Par Jeune Afrique avec AFP

Les manifestants face aux forces de sécurité à Imzouren près d'Al-Hoceima le 2 juin 2017. © Stringer/AFP

Deux nouveaux meneurs de la contestation populaire qui agite depuis sept mois la région d'Al-Hoceïma dans le nord du Maroc ont été arrêtés lundi, ont indiqué un avocat et un militant.

Nabil Ahamjik, considéré comme le numéro deux du « hirak » (la « mouvance », mouvement qui anime la contestation), a été interpellé, a annoncé sur les réseaux sociaux Abdessadek El Bouchtaoui, avocat et membre du collectif de défense des détenus de ce mouvement.

Nabil Ahamjik était recherché depuis plus d’une semaine. Il avait posté deux vidéos sur les réseaux sociaux appelant à la poursuite de la mobilisation « pacifique » après la vague d’arrestations qui avait visé fin mai à Al-Hoceïma le noyau dur du « hirak », dont son leader Nasser Zefzafi.

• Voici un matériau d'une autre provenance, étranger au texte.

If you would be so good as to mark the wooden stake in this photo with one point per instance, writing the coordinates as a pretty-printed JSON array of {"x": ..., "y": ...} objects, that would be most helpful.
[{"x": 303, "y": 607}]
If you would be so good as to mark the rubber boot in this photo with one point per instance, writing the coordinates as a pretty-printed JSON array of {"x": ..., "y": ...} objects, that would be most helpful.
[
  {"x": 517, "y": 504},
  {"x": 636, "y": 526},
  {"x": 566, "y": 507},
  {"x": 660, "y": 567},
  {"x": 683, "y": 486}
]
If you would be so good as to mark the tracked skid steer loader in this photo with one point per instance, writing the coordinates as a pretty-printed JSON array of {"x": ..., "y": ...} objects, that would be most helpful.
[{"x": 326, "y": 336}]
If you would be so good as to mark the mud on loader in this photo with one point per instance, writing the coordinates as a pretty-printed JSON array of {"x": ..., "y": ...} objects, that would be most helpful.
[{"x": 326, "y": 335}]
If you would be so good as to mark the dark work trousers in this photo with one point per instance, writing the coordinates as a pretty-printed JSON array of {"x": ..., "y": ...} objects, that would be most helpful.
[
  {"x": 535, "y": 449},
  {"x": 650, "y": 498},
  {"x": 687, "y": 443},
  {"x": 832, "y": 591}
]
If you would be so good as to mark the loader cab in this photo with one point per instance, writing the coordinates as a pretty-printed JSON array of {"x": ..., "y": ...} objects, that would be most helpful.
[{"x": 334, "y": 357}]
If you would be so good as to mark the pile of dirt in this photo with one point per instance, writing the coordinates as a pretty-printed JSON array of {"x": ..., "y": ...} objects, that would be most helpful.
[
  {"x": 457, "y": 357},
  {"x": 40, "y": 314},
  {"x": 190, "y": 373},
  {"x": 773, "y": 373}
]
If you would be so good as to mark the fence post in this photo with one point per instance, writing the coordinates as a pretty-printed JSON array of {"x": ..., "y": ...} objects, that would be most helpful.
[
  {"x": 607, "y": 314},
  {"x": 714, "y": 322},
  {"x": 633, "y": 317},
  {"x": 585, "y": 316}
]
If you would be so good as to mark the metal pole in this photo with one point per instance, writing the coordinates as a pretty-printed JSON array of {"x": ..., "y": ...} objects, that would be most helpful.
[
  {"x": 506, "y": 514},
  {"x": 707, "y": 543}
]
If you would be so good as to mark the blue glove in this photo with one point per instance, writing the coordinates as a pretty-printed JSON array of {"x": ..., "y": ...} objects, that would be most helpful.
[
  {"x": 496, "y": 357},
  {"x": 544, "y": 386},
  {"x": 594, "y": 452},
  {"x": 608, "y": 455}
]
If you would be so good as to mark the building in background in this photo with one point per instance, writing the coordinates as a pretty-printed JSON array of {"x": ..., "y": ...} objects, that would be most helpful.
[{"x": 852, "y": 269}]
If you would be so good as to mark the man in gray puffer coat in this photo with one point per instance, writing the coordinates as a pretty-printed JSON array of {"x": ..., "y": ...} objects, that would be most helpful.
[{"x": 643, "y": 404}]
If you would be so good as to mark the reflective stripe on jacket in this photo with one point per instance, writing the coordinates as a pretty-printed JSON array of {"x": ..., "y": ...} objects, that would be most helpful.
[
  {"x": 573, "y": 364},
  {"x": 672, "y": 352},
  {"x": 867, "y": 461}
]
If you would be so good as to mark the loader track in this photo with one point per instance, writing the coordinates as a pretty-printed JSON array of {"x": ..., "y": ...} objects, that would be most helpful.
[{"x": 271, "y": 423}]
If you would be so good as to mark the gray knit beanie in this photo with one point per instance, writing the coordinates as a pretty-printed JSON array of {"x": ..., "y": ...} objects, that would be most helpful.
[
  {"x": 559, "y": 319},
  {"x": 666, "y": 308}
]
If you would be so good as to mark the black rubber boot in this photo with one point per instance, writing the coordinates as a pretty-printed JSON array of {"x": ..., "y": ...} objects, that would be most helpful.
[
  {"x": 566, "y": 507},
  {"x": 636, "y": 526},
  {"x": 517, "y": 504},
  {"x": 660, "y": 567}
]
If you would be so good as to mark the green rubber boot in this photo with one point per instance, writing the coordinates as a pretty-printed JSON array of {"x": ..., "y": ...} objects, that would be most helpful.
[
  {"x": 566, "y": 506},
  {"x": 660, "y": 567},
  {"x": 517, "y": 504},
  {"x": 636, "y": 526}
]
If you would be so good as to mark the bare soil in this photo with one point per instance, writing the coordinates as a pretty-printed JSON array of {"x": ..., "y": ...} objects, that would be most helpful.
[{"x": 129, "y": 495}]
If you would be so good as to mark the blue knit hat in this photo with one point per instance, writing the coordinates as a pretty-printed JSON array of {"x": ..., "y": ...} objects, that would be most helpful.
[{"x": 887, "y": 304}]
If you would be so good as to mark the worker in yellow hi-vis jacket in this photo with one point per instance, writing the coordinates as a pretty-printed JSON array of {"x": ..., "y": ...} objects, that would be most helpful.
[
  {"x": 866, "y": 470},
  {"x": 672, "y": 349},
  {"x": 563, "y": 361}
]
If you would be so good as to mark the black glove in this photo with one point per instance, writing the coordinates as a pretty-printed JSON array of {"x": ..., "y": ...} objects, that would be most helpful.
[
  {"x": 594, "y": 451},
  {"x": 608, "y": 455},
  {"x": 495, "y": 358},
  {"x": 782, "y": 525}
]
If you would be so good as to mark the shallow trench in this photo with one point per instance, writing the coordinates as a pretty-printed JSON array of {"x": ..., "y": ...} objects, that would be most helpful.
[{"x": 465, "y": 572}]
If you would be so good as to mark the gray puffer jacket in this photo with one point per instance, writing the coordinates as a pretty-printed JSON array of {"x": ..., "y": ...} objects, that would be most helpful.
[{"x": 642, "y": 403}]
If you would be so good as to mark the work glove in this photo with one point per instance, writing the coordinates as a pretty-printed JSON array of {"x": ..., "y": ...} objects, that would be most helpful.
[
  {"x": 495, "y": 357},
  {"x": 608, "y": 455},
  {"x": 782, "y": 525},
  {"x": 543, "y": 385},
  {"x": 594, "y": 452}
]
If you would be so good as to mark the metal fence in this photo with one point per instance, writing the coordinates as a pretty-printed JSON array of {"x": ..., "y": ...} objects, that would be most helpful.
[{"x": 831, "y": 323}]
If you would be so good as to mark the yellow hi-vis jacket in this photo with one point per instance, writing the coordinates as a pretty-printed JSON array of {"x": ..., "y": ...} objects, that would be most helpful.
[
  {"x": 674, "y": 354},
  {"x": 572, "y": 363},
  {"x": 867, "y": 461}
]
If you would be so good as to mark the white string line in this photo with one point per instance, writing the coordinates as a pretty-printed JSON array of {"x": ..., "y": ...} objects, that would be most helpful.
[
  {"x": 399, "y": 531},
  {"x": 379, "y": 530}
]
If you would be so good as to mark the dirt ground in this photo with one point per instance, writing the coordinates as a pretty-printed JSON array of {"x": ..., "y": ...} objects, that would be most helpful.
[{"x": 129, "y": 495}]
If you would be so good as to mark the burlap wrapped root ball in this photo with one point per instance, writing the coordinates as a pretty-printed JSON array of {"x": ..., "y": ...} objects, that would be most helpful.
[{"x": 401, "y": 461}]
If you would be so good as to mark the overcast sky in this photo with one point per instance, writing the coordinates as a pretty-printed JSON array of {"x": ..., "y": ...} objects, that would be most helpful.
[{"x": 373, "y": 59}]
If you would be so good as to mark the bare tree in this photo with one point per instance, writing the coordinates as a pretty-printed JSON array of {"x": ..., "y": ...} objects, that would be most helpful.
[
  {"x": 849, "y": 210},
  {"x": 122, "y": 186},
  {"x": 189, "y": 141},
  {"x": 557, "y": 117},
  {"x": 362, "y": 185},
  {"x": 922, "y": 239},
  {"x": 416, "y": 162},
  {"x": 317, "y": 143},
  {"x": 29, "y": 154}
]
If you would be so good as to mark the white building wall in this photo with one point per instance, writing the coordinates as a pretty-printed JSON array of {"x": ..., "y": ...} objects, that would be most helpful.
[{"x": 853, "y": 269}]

Une jeune femme, Silya Ziani, l’une des nouvelles figures du mouvement, présente dans toutes les manifestations de ces derniers jours, a également été interpellée en périphérie d’Al-Hoceïma, alors qu’elle se rendait en taxi avec d’autres militants à Casablanca, a indiqué à l’AFP l’un d’entre eux. Les personnes qui l’accompagnaient ont elles été relâchées, a expliqué la même source.

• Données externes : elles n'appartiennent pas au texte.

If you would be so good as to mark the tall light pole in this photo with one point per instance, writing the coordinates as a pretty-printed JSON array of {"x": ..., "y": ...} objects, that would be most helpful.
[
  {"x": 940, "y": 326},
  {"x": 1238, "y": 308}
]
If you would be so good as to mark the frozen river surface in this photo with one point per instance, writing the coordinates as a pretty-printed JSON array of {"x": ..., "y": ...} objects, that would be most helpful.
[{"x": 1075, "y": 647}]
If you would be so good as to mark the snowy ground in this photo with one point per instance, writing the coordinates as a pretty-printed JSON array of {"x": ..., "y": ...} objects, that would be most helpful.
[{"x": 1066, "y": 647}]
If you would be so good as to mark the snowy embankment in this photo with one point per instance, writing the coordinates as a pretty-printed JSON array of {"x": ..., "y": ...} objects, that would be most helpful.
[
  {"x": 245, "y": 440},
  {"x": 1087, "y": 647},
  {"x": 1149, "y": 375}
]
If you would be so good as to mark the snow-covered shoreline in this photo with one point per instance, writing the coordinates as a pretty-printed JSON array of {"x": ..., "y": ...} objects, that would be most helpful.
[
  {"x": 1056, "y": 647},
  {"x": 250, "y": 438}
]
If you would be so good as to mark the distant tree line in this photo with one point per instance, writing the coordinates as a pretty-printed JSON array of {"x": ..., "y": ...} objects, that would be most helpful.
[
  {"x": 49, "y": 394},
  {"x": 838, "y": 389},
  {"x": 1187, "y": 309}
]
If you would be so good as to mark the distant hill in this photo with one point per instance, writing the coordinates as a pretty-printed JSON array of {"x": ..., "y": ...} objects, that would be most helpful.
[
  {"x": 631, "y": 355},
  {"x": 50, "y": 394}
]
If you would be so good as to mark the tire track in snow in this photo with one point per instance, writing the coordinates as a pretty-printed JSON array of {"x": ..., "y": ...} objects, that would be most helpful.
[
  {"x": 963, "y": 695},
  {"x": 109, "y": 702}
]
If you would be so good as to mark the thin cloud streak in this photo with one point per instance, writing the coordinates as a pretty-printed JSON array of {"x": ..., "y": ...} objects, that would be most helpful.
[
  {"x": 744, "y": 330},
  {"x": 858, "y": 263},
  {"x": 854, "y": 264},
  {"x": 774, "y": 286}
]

Manifestations quotidiennes

Al-Hoceïma est depuis sept mois l’épicentre d’un mouvement de contestation revendiquant le développement du Rif, région historiquement frondeuse et géographiquement enclavée, que les protestataires jugent « marginalisée » par l’Etat.

Le leader du mouvement, Nasser Zefzafi, avait interrompu le 26 mai le prêche de l’imam dans une mosquée. Une quarantaine de personnes, dont Nasser Zefazfi ont été interpellées depuis. Vingt d’entre elles ont été présentées au parquet à Casablanca et placées en détention pour, notamment, « tentative d’homicide volontaire, atteinte à la sécurité intérieure, incitations contre l’intégrité du royaume (…) et autres crimes ».

Des manifestations quotidiennes -nocturnes pour cause de ramadan- ont eu lieu toute la semaine dans la ville d’Al-Hoceïma et la localité voisine d’Imzouren (autre haut-lieu de la contestation), mais la mobilisation était en baisse ce weekend à Al-Hoceïma où la police se déploie désormais au coeur des quartiers protestataires pour empêcher les regroupements.

Hormis quelques heurts ponctuels, le mouvement est resté « pacifique », mot d’ordre revenant en boucle chez les manifestants.